色については、ソウルレッドが一番多いのは今までと変わりませんが、ブルーリフレックスマイカをぼちぼち見かけるようになりました。ディープクリスタルブルーマイカもそこそこ見かけます。ただし、色については地域差もあるでしょうから、自分が見かけた範囲ではまだサンプルが足りません。

発売から間もないCX-3も見かけるようになりました。色はセラミックメタリックという白が一番多いです。その次がソウルレッドです。他の色はまだ見たことがありません。まだ数はそれほど多くないのですが、とてもインパクトのあるエクステリアですので、実際の数以上に印象に残ります。

CX-5やアテンザもよく見かけますが、さすがにマイナーチェンジ後のはまだ見たことがありません。CX-5なんて売れ筋ですし、マイナーチェンジ版はCX-3よりも先に出たにも関わらず見かけないのは、もしかしてマツダコネクト効果でしょうか。

新型アクセラを見かける頻度はCX-5はおろかアテンザよりも低くて、体感的には新型デミオと同じくらいでしょうか。アクセラは初代、二代目、新型のうち、4:4:2くらいの相対頻度に感じられます。新型アクセラは影が薄くて、正面から見ると、ぱっと見新型デミオかと思ってしまいます。実際に乗ってみるとなかなか良い車なのに勿体無いです。

デミオディーゼルのオートエアコンとアイドリングストップ

ここのところ急に暑くなってエアコンをつけるようになりました。
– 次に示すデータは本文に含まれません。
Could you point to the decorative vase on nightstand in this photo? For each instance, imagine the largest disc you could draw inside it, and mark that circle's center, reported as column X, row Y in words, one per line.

暖房はエンジンの排熱でできますので燃費には影響しないのですが、冷房をつけると少し燃費が悪化します。今まで走ってきた限りでは1~2km/Lくらい平均燃費が下がっています。

エアコンをつけるとアイドリングストップが効かなくなって、その分燃費も悪化したのですが、信号待ちのたびにセルモーターを回すことがなくなり、かつエンジンが回りっぱなしですので、最初にエンジンをかけるとき以外はカラカラ音がせず、回転も滑らかになりました。その結果、アイドリング時でもエンジン音があまり気にならなくなり、これはこれで良いかなと思いました。また、アイドリングストップ解除後の青信号発進のときにi-DMで白ランプがつかないよう、青信号になる直前でブレーキを緩めたり、最初はゆっくり発進させる必要があったのですが、アイドリングストップが効かなくなることで、すぐに発進できるようになり、発進時に余計な気を遣うことがなくなりました。

しかし、ふと送風設定のツマミを見ると、雨の日にデフロスタに設定してからそのままになっていました。ためしにAUTOにしてみたところ、たちどころに送風が静かになり、かつアイドリングストップが効くようになりました。ただし、アイドリングストップ時には送風だけになりますが、どのみち信号待ちの時間はそんなに長くないため、さほど気になりません。AUTOにしておいた方が燃費に良さそうです。調べてみたところ、このi-Stopの仕様は先代からのもののようです。

エアコンをつけるときの燃費への影響がどの程度か気になるところですが、それまで19.5km/Lだったのが20.5km/Lに向上しました。デフロスタ設定でアイドリングストップが効かなかったときで1~2km/Lの低下ですので、AUTO設定だとほとんど燃費への影響が無いことになります。本来そんなことは無いはずなのですが、冬場に比べてエンジンが温まりやすいので、燃焼効率が良くなって回転が滑らかになるためかもしれません。なお、流れの良い幹線道路を巡航していたら、25km/L、山道でも22km/Lでした。

ディーゼルエンジンはアイドリング時にガソリンエンジン車よりも燃費の悪化の度合いが大きい一方で、始動直後には回転が滑らかでなく、アイドリングストップを有効にするにせよしないにせよ、いろいろと気を遣います。